Aux origines de la charte
Les deux décennies qui suivent la seconde guerre mondiale sont marquées par de profonds bouleversements politiques et économiques en Europe de l’Ouest : forte croissance, “baby boom”, crainte d’un affrontement avec le bloc de l’Est… L’époque voit l’émergence d’une génération volontiers contestataire vis-à-vis de l’ordre établi. En France, cela se traduit notamment par le mouvement de Mai 1968.
Le monde de l’information n’est pas en reste. Certains journalistes, marquées par la collaboration et les dérives de la presse sous l’Occupation, militent pour travailler de manière indépendante et dans un cadre éthique défini. Parmi eux, Paul Parisot, syndicaliste, ancien résistant et rédacteur au journal Franc-Tireur qui fut d’abord clandestin. Il sera l’un des rédacteurs de la charte de Munich.
Ce type de revendications se retrouve dans d’autres pays et elles sont relayées au niveau européen. Lors du congrès de la Fédération Internationale des Journalistes (FIJ) à Dublin en 1968, plusieurs syndicats français, belges et allemands expriment leur volonté de s’affranchir à la fois des pressions politiques et de la mainmise des « puissances d’argent” sur les médias.

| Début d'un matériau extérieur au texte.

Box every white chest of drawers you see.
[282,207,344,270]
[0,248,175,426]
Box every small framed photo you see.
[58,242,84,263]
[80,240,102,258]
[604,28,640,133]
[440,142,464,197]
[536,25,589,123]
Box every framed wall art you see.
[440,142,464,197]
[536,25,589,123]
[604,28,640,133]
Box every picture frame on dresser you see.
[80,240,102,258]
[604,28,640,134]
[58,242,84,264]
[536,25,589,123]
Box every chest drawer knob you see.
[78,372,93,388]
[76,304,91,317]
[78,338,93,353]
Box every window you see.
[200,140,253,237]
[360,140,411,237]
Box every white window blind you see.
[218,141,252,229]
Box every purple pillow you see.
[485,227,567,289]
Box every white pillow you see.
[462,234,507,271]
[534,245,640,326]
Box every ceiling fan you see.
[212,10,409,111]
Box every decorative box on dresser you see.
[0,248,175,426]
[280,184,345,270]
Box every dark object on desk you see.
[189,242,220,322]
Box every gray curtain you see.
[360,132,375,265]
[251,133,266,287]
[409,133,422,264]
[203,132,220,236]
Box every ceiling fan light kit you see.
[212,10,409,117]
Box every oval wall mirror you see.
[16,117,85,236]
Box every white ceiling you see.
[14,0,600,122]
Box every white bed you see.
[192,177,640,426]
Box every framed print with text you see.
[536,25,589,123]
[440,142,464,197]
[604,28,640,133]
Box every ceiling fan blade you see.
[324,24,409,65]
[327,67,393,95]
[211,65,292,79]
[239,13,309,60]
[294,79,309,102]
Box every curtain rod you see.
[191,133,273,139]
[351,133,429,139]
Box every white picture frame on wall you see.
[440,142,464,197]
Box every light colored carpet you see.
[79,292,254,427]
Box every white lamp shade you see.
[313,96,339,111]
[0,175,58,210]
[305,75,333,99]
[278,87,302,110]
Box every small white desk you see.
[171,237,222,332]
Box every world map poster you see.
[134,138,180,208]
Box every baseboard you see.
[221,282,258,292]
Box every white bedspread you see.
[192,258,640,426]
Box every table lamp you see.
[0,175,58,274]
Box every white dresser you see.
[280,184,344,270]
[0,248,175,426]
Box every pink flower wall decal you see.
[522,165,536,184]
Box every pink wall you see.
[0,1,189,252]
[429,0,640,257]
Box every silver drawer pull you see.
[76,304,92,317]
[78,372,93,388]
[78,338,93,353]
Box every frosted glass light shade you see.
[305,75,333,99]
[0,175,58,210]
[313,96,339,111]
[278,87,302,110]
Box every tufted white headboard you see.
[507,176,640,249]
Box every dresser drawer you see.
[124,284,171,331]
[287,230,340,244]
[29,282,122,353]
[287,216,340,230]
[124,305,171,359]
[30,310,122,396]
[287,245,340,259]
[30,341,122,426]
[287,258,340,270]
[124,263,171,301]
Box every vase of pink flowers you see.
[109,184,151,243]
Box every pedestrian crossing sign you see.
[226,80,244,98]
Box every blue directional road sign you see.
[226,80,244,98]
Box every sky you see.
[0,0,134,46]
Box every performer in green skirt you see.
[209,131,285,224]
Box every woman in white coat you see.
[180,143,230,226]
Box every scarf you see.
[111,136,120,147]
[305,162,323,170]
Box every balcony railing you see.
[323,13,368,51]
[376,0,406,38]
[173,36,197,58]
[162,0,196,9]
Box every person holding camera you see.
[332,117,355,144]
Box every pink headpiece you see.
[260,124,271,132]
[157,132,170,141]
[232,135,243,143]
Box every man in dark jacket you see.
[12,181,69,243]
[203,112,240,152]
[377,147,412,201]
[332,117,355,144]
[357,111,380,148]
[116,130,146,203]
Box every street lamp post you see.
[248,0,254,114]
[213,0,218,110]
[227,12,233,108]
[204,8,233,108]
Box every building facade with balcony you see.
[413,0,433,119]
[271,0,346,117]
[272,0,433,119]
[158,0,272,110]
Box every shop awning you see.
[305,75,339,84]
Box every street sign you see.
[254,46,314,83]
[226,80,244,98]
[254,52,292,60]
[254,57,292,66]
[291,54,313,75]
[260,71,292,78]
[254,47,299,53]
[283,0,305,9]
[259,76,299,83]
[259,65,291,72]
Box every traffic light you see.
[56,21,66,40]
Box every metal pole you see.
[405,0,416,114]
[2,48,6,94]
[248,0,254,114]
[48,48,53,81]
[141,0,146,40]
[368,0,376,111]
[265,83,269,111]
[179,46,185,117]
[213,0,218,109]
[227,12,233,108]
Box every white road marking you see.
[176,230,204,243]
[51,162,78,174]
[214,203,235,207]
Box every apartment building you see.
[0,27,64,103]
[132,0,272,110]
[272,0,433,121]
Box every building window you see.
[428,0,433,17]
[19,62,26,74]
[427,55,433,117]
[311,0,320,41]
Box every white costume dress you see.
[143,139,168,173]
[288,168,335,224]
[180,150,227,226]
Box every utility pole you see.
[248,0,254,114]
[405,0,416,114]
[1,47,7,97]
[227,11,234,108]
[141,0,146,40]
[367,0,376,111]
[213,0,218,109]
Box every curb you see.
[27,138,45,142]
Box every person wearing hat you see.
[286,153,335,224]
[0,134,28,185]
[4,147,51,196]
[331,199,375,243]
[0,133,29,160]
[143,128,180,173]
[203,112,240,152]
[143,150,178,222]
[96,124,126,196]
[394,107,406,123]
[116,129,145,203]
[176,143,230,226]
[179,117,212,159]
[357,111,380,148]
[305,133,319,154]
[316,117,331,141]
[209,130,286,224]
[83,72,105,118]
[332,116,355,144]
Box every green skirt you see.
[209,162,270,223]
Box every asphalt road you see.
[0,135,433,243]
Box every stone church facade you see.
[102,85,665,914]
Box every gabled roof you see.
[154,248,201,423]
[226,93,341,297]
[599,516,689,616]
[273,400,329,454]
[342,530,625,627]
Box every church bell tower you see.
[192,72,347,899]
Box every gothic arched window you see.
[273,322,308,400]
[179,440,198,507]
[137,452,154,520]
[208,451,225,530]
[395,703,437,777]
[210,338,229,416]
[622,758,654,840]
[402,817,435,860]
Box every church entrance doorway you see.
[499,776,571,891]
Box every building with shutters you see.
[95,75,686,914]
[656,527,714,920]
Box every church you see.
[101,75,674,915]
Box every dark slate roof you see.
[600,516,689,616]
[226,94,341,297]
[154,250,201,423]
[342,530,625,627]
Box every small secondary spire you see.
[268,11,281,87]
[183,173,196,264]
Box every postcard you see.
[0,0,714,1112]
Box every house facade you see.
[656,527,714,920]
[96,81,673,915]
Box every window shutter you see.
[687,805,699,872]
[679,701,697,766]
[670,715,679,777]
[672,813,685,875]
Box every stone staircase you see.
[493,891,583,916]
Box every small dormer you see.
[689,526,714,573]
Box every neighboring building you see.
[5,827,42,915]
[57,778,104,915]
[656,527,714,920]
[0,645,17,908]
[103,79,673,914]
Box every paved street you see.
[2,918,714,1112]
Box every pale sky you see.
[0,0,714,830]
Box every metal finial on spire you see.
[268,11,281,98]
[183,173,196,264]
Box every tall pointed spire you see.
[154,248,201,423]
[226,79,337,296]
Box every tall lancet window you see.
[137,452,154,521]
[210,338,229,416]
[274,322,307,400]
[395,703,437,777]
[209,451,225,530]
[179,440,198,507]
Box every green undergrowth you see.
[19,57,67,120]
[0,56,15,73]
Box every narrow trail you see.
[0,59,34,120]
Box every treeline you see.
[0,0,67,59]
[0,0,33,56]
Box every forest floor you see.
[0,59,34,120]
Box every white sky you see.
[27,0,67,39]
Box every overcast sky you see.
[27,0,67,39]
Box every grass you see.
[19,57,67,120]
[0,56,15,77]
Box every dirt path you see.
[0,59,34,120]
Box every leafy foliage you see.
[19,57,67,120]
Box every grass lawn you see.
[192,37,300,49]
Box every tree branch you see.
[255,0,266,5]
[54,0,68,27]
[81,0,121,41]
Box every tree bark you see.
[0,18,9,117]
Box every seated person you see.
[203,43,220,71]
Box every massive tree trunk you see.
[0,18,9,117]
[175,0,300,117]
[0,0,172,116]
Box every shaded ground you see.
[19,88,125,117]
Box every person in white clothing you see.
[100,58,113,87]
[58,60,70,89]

Cela se traduit en 1971 par l’adoption d’un texte, lors d’une conférence organisée à Munich (Allemagne) par l’association des journalistes allemands (Deutscher Journalisten-Verband). Soumis par l’organisation syndicale SJF CFDT, il propose à la fois une définition des droits et des devoirs des journalistes.
Adopté par la Fédération européenne des journalistes, ce texte devient la charte de Munich, connue aussi sous le nom de “déclaration des droits et des devoirs des journalistes”. Elle est signée par de nombreux syndicats et médias en Europe qui choisissent de se conformer à ces principes.
Certains textes de référence existaient déjà, en particulier la charte des devoirs professionnels des journalistes français. Rédigée en 1918, peu après la fin de la première guerre mondiale, elle marquait la volonté de se démarquer de la propagande et d’agir dans l’intérêt du public.
Le contenu de la charte de Munich
La charte a été pensée pour être utile au quotidien des professionnels. L’ensemble de ses articles tient sur une seule page. Ils portent essentiellement sur la déontologie (la vérité, la rigueur et l’exactitude, l’intégrité, l’équité et l’imputabilité), le secret professionnel et la protection des sources d’information des journalistes.
La charte contient 15 articles : 10 énoncent les devoirs du ou de la journaliste et 5 énoncent ses droits. Les dix devoirs permettent de structurer la profession, tandis que les droits permettent de protéger les journalistes.
Le contenu est le suivant.
Les dix devoirs de la charte
- Respecter la vérité, quelles qu’en puissent être les conséquences pour lui-même, et ce, en raison du droit que le public a de connaître la vérité.
- Défendre la liberté de l’information, du commentaire et de la critique.
- Publier seulement les informations dont l’origine est connue ou les accompagner, si c’est nécessaire, des réserves qui s’imposent ; ne pas supprimer les informations essentielles et ne pas altérer les textes et les documents.
- Ne pas user de méthodes déloyales pour obtenir des informations, des photographies et des documents.
- S’obliger à respecter la vie privée des personnes.
- Rectifier toute information publiée qui se révèle inexacte.
- Garder le secret professionnel et ne pas divulguer la source des informations obtenues confidentiellement.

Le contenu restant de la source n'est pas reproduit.